By early next year, Sempra expects to have its Cameron, LA, liquefied natural gas (LNG) export project ready to begin construction and to be well underway with construction of two multi-billion-dollar gas pipeline projects in Mexico, helping to offset the negative impact of a $119 million 2Q2013 charge for the company’s 20% ownership in the 2,200 MW San Onofre Nuclear Generating Station (SONGS), which majority owner/operator Southern California Edison Co. decided in May it would close.

Reed expects an export permit for non-free trade agreement (non-FTA) nations and a construction permit to both be in place by February next year for the proposed facility that will use Cameron LNG’s existing import facilities, including two marine berths capable of accommodating tankers; three LNG storage tanks of 480,000 cubic meters and vaporization capability for regasification services of 1.5 Bcf/d (see Daily GPI, Dec. 11, 2012). Eventually, the facility will have three liquefaction trains with a total export capability of approximately 1.7 Bcf/d.

Lining up an engineering/construction contractor and financing for the $6 billion project is moving ahead on schedule, Reed said. “We expect firm commitments from lenders by the end of the year, and putting 60%-70% leverage on the project under attractive terms,” Reed said. “We remain confident the DOE [U.S. Department of Energy] will approve our non-FTA permit before the end of 2013.”

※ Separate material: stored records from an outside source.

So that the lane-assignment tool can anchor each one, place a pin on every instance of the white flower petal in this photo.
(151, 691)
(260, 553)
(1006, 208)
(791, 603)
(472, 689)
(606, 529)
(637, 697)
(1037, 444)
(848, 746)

Construction of the facility should begin in the first half of next year, said Reed, reiterating the schedule she articulated late last year that calls for commercial operations to begin in 2017.

In Mexico, activity on Sempra’s multi-billion-dollar gas pipeline projects should get started later this year, following Sempra’s signing with Pemex through a Sempra stand-alone affiliate, IEnova, to start the first phase of the $1.5 billion Los Ramones gas pipeline project (see Daily GPI, Oct. 29, 2012). The first phase is a $450-$550 million 70-mile, 48-inch diameter leg originating at the U.S.-Mexican border. Construction will begin in the fourth quarter this year, Reed said.

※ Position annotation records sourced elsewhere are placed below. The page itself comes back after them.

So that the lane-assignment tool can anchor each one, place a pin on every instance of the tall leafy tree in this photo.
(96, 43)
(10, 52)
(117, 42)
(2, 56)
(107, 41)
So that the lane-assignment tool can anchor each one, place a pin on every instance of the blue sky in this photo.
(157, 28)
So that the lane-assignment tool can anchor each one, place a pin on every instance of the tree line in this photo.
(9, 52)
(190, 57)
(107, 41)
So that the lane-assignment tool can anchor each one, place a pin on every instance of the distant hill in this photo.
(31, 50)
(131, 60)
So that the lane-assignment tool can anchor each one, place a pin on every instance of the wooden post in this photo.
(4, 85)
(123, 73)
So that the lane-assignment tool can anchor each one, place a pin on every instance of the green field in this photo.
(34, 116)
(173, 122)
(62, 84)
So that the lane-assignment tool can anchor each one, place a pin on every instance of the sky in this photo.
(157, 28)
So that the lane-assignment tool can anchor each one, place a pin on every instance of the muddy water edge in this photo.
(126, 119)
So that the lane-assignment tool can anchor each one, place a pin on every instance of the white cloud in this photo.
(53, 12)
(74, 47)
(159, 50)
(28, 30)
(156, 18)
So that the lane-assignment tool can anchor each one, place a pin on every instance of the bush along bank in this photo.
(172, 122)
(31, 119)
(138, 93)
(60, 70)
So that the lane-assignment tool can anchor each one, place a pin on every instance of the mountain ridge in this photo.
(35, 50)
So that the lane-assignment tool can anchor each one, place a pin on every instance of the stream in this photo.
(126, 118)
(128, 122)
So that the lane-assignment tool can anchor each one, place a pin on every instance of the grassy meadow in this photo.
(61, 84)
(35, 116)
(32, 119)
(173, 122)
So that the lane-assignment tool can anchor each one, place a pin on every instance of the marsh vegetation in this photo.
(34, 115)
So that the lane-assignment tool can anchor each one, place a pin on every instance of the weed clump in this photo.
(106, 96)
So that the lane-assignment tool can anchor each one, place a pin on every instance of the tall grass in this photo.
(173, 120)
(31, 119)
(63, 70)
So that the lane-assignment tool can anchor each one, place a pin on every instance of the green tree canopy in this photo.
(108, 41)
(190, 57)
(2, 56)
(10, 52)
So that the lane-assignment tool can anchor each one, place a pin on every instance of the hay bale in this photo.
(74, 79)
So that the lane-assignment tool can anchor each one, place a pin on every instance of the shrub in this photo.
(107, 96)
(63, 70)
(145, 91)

Phase 2 for Los Ramones will be a 450-mile pipeline tied to the 70-mile leg that will cost $2 billion and bids for building the line will be completed this quarter. Reed said IEnova likely will make a bid with a still-unnamed partner.

“There is certainly interest in Mexico; people recognize that there is good growth there, and that these are good projects,” said Sempra President Mark Snell. “But I do think that the companies that have been historically successful in Mexico, of which we obviously are one, are the ones who will continue to be successful there. I think the companies who have been doing business in Mexico for some time still have an advantage.”

Separately, with supply and construction contracts now in hand, Sempra’s second major Mexican gas pipeline project, the $1 billion Sonora line, is on track to be operational in the second half of next year, according to Reed.

Aside from the SONGS charge, Reed said she thought the 2Q2013 results were “solid” — $245 million, or 98 cents/diluted share, compared with $62 million, or 25 cents/diluted share, for the same period in 2012, and for the first six months, $423 million, or $1.70/diluted share, compared with $298 million, or $1.21/diluted share, for the first half of 2012.